V = VL_HOMKERMAP(X, N) computes a 2*N+1 dimensional approximated kernel map for the Chi2 kernel. X is an array of data points. Each point is expanded into a vector of dimension 2*N+1 and saved to the output V. The expanded feature vectors are stacked along the first dimension, so that the output array V has the same dimensions of the input array X except for the first one, which is 2*N+1 times larger.

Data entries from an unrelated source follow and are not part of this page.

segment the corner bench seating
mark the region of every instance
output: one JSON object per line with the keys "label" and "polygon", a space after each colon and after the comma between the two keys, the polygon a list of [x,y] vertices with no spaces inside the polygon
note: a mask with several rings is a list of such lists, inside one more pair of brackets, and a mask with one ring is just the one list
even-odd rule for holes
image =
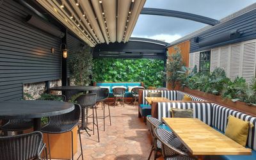
{"label": "corner bench seating", "polygon": [[[184,96],[186,94],[191,98],[193,101],[205,101],[204,99],[196,97],[189,94],[177,90],[141,90],[139,92],[138,99],[138,116],[145,117],[151,115],[154,113],[154,109],[152,108],[151,105],[145,99],[145,97],[147,96],[148,92],[161,92],[161,97],[165,97],[170,100],[182,100]],[[153,110],[153,111],[152,111]]]}
{"label": "corner bench seating", "polygon": [[234,110],[227,107],[214,103],[201,102],[156,102],[157,104],[158,116],[161,119],[163,117],[171,117],[170,109],[190,109],[193,108],[194,118],[197,118],[207,125],[214,128],[219,132],[224,133],[228,121],[228,116],[231,115],[244,121],[252,123],[253,127],[249,130],[246,147],[252,149],[252,155],[250,156],[207,156],[205,159],[225,159],[225,160],[249,160],[256,159],[256,117]]}
{"label": "corner bench seating", "polygon": [[125,86],[126,87],[125,93],[124,95],[125,98],[132,98],[132,94],[129,91],[129,87],[131,86],[144,86],[144,84],[142,82],[95,82],[93,86],[108,87],[109,89],[109,98],[114,98],[113,94],[113,86]]}

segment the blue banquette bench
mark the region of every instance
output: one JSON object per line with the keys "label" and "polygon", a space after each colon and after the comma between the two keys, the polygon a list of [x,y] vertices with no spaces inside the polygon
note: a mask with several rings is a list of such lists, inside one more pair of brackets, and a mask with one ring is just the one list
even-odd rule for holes
{"label": "blue banquette bench", "polygon": [[[224,134],[231,115],[244,121],[250,122],[254,127],[249,130],[246,147],[252,148],[250,156],[207,156],[209,160],[253,160],[256,159],[256,117],[234,110],[227,107],[209,102],[156,102],[157,104],[158,115],[155,117],[161,120],[163,117],[171,117],[170,109],[193,109],[193,116]],[[153,103],[152,105],[154,105]]]}
{"label": "blue banquette bench", "polygon": [[142,82],[95,82],[93,86],[108,87],[109,89],[109,98],[113,98],[113,86],[125,86],[127,88],[125,93],[124,95],[125,98],[132,97],[132,95],[129,88],[132,86],[144,86],[144,84]]}
{"label": "blue banquette bench", "polygon": [[161,92],[161,97],[165,97],[170,100],[182,100],[185,94],[190,97],[193,101],[204,101],[204,99],[197,98],[191,95],[177,90],[141,90],[139,92],[138,99],[138,116],[145,117],[151,115],[154,111],[152,111],[151,105],[148,104],[145,99],[149,92]]}

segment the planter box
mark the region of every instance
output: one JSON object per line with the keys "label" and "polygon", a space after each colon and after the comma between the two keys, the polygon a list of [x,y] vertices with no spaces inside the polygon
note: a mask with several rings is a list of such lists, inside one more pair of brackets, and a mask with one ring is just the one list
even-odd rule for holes
{"label": "planter box", "polygon": [[[74,154],[77,150],[77,129],[73,129]],[[61,134],[49,134],[51,159],[72,159],[71,132]],[[47,134],[44,133],[44,142],[46,144],[49,152]]]}
{"label": "planter box", "polygon": [[234,102],[230,99],[223,99],[220,95],[215,95],[198,90],[193,90],[186,87],[181,89],[181,90],[195,97],[220,104],[229,108],[238,110],[253,116],[256,116],[256,107],[248,105],[244,102],[240,101]]}

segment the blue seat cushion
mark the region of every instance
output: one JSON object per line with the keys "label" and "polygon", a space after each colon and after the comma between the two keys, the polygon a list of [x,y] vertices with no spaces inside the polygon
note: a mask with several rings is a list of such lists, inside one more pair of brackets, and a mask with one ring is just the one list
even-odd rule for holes
{"label": "blue seat cushion", "polygon": [[165,124],[160,125],[159,125],[159,128],[164,129],[166,129],[166,130],[167,130],[167,131],[170,131],[170,132],[172,132],[172,129],[171,129],[170,128],[169,128],[169,127],[167,126],[167,125],[165,125]]}
{"label": "blue seat cushion", "polygon": [[139,106],[139,111],[142,116],[151,115],[151,105],[141,104]]}
{"label": "blue seat cushion", "polygon": [[209,159],[209,160],[253,160],[253,159],[256,159],[256,150],[252,150],[252,155],[208,156],[205,157],[205,159]]}
{"label": "blue seat cushion", "polygon": [[140,108],[150,108],[151,109],[151,105],[150,105],[150,104],[140,104]]}

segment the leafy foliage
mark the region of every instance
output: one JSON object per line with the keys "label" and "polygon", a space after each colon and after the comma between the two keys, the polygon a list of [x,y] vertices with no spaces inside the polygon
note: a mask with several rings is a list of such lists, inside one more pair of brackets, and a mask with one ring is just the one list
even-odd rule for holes
{"label": "leafy foliage", "polygon": [[171,83],[173,90],[175,88],[177,83],[182,81],[186,74],[186,68],[180,51],[177,47],[174,49],[175,52],[168,55],[169,60],[166,67],[167,81]]}
{"label": "leafy foliage", "polygon": [[87,47],[83,51],[75,52],[68,60],[71,77],[74,79],[75,84],[83,86],[90,83],[93,65],[90,48]]}
{"label": "leafy foliage", "polygon": [[95,82],[143,82],[145,86],[162,86],[164,61],[158,60],[93,60],[93,81]]}

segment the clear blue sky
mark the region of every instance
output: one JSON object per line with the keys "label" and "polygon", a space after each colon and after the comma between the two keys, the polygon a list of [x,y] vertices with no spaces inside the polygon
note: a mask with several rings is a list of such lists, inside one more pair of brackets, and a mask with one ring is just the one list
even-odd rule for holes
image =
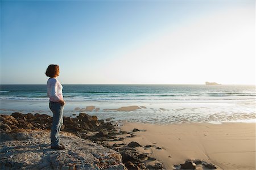
{"label": "clear blue sky", "polygon": [[255,83],[254,1],[1,1],[2,84]]}

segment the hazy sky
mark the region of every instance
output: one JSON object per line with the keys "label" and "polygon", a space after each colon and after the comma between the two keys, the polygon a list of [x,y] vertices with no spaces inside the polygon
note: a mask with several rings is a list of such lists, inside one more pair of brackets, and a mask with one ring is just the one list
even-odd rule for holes
{"label": "hazy sky", "polygon": [[255,1],[1,1],[2,84],[254,84]]}

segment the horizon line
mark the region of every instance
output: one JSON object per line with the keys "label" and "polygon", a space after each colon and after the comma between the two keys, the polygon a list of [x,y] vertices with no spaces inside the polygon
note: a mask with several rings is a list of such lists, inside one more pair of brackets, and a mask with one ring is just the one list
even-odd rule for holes
{"label": "horizon line", "polygon": [[[1,84],[0,85],[44,85],[46,84]],[[256,86],[255,84],[220,84],[218,85],[206,85],[205,83],[62,83],[63,85],[205,85],[205,86],[222,86],[222,85],[249,85],[249,86]]]}

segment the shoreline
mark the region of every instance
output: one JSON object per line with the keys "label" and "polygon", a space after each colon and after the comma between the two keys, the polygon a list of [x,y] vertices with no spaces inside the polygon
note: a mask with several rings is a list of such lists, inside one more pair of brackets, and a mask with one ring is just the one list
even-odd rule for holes
{"label": "shoreline", "polygon": [[136,150],[155,158],[166,169],[174,169],[175,165],[189,159],[213,163],[217,169],[255,169],[255,122],[168,125],[125,122],[120,128],[141,130],[134,133],[134,138],[125,138],[123,142],[152,146]]}
{"label": "shoreline", "polygon": [[[88,109],[92,109],[89,108]],[[1,115],[1,131],[51,129],[46,114]],[[196,169],[255,169],[254,123],[180,123],[169,125],[98,120],[80,113],[64,117],[63,131],[119,152],[128,169],[180,169],[189,160]],[[2,129],[3,128],[3,129]],[[189,169],[195,169],[189,168]]]}
{"label": "shoreline", "polygon": [[[9,101],[0,99],[0,113],[13,112],[52,115],[48,101]],[[244,107],[244,106],[243,106]],[[254,108],[253,108],[254,109]],[[169,124],[185,122],[254,122],[255,110],[242,109],[232,103],[170,103],[68,102],[64,116],[73,117],[86,112],[100,119],[114,117],[116,121],[129,121],[149,124]]]}

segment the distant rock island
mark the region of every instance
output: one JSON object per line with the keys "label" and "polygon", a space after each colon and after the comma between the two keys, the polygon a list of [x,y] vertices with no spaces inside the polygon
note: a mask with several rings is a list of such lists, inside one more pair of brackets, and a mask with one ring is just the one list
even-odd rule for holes
{"label": "distant rock island", "polygon": [[205,85],[221,85],[221,84],[218,84],[216,82],[205,82]]}

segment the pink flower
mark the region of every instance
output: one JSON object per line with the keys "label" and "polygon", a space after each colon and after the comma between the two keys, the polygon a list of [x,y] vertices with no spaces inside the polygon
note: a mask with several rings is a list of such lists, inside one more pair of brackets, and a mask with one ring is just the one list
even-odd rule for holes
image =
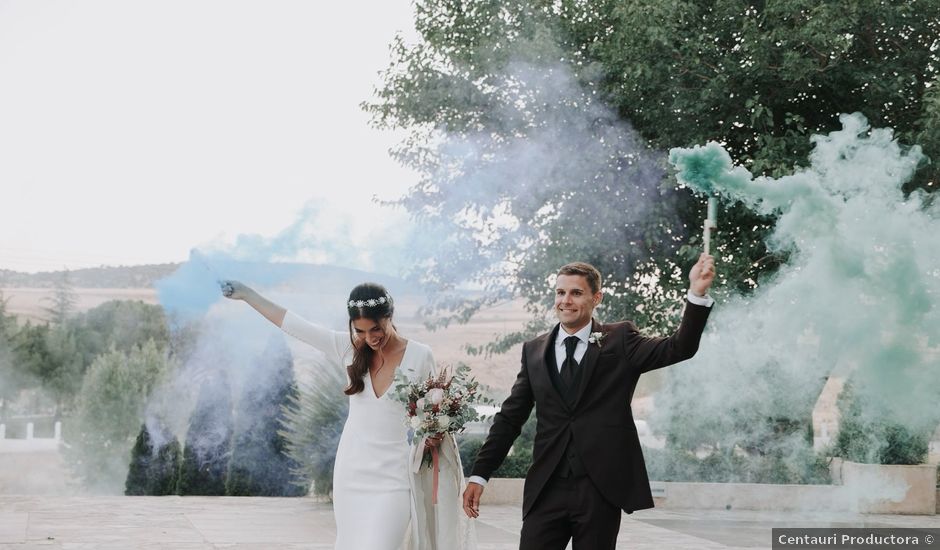
{"label": "pink flower", "polygon": [[441,388],[432,388],[428,391],[428,394],[425,396],[428,401],[437,405],[444,400],[444,390]]}

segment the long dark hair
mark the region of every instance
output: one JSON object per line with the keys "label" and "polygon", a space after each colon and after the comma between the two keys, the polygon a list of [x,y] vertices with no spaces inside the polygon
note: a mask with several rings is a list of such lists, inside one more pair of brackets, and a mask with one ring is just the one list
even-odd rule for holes
{"label": "long dark hair", "polygon": [[[391,319],[392,314],[395,313],[395,304],[384,286],[376,283],[362,283],[349,293],[346,308],[349,311],[349,341],[353,345],[353,362],[352,365],[346,367],[346,372],[349,374],[349,386],[343,390],[343,393],[355,395],[366,387],[365,377],[369,374],[369,366],[372,364],[372,358],[375,357],[375,350],[365,343],[365,339],[360,338],[358,342],[356,341],[352,323],[357,319],[369,319],[376,323],[382,319]],[[395,328],[395,325],[392,325],[392,328]]]}

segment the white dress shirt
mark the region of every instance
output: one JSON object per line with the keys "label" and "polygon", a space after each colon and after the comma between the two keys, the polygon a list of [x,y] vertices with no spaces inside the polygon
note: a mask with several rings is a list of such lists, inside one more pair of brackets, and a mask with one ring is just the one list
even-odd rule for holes
{"label": "white dress shirt", "polygon": [[[692,294],[691,290],[686,293],[686,298],[689,300],[689,303],[697,306],[712,307],[715,303],[715,300],[708,294],[705,296],[696,296]],[[578,337],[578,347],[574,350],[574,358],[575,361],[581,363],[581,359],[584,358],[584,354],[587,352],[588,338],[591,336],[591,325],[592,323],[588,323],[574,334],[568,334],[562,328],[558,329],[558,335],[555,336],[555,365],[558,367],[558,372],[561,372],[561,365],[565,362],[565,356],[567,355],[567,351],[565,350],[565,338],[569,336]],[[480,476],[470,476],[467,478],[467,483],[477,483],[486,487],[486,480]]]}

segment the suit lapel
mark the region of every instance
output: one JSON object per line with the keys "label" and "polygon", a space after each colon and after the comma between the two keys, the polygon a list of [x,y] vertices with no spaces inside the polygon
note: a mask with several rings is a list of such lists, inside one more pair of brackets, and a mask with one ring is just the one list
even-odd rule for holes
{"label": "suit lapel", "polygon": [[[555,362],[555,339],[558,337],[558,330],[561,325],[556,324],[555,328],[551,332],[544,335],[542,340],[537,344],[535,348],[535,357],[537,357],[541,368],[533,369],[535,372],[541,373],[540,378],[544,384],[547,384],[550,388],[549,393],[554,393],[555,397],[562,403],[565,403],[565,398],[559,391],[559,375],[558,375],[558,364]],[[567,407],[567,404],[565,405]]]}
{"label": "suit lapel", "polygon": [[[603,325],[591,319],[591,332],[603,332]],[[575,397],[574,407],[578,406],[578,403],[581,401],[581,396],[584,395],[585,388],[587,388],[588,384],[591,382],[591,375],[594,374],[594,367],[597,366],[597,358],[600,357],[600,354],[600,343],[592,344],[588,342],[588,349],[584,352],[584,357],[581,358],[581,380],[578,384],[578,395]]]}

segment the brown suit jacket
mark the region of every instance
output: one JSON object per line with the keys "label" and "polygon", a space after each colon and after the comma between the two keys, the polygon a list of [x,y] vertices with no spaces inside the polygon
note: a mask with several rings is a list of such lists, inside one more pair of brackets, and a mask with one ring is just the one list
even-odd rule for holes
{"label": "brown suit jacket", "polygon": [[493,420],[472,475],[489,479],[506,458],[522,425],[536,408],[532,466],[526,475],[522,513],[528,515],[572,440],[587,475],[612,504],[627,513],[653,507],[646,464],[630,402],[644,372],[695,355],[711,308],[686,303],[682,323],[671,336],[651,338],[632,322],[593,322],[604,334],[581,359],[581,383],[573,406],[552,384],[553,347],[559,327],[522,348],[522,368],[509,397]]}

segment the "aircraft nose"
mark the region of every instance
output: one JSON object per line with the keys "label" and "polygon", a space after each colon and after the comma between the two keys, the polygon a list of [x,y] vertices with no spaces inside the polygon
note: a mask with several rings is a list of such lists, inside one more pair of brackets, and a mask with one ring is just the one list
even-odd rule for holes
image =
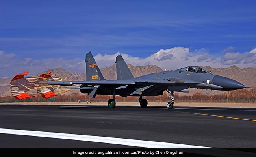
{"label": "aircraft nose", "polygon": [[244,88],[246,86],[231,78],[215,75],[212,79],[212,84],[223,88],[221,90],[232,90]]}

The function accepts the following options:

Kernel KCHI2

One of KCHI2 (Chi2 kernel), KINTERS (intersection kernel), KJS (Jensen-Shannon kernel). The 'Kernel' option name can be omitted, i.e. VL_HOMKERMAP(..., 'kernel', 'kchi2') has the same effect of VL_HOMKERMAP(..., 'kchi2').

Period [automatically tuned]

Set the period of the kernel specturm. The approximation is based on periodicizing the kernel specturm. If not specified, the period is automatically set based on the heuristic described in [2].

Window [RECTANGULAR]

Set the window used to truncate the spectrum before The window can be either RECTANGULAR or UNIFORM window. See [2] and the API documentation for details.

Gamma [1]

Set the homogeneity degree of the kernel. The standard kernels are 1-homogeneous, but sometimes smaller values perform better in applications. See [2] for details.

Example

The following code results in approximatively the same similarities matrices between points X and Y:

  x = rand(10,1) ;
y = rand(10,100) ;
psix = vl_homkermap(x, 3) ;
psiy = vl_homkermap(y, 3) ;
figure(1) ; clf ;
ker = vl_alldist(x, y, 'kchi2') ;
ker_ = psix' * psiy ;
plot([ker ; ker_]') ;

Note

The homogeneous kernels K(X,Y) are normally defined for non-negative data only. VL_HOMKERMAP defines them for both positive and negative data by using the definition SIGN(X)SIGN(Y)K(ABS(X),ABS(Y)) -- note that other extensions are possible as well (see [2]).

REFERENCES

[1] A. Vedaldi and A. Zisserman Efficient Additive Kernels via Explicit Feature Maps', Proc. CVPR, 2010.

[2] A. Vedaldi and A. Zisserman Efficient Additive Kernels via Explicit Feature Maps', PAMI, 2011 (submitted).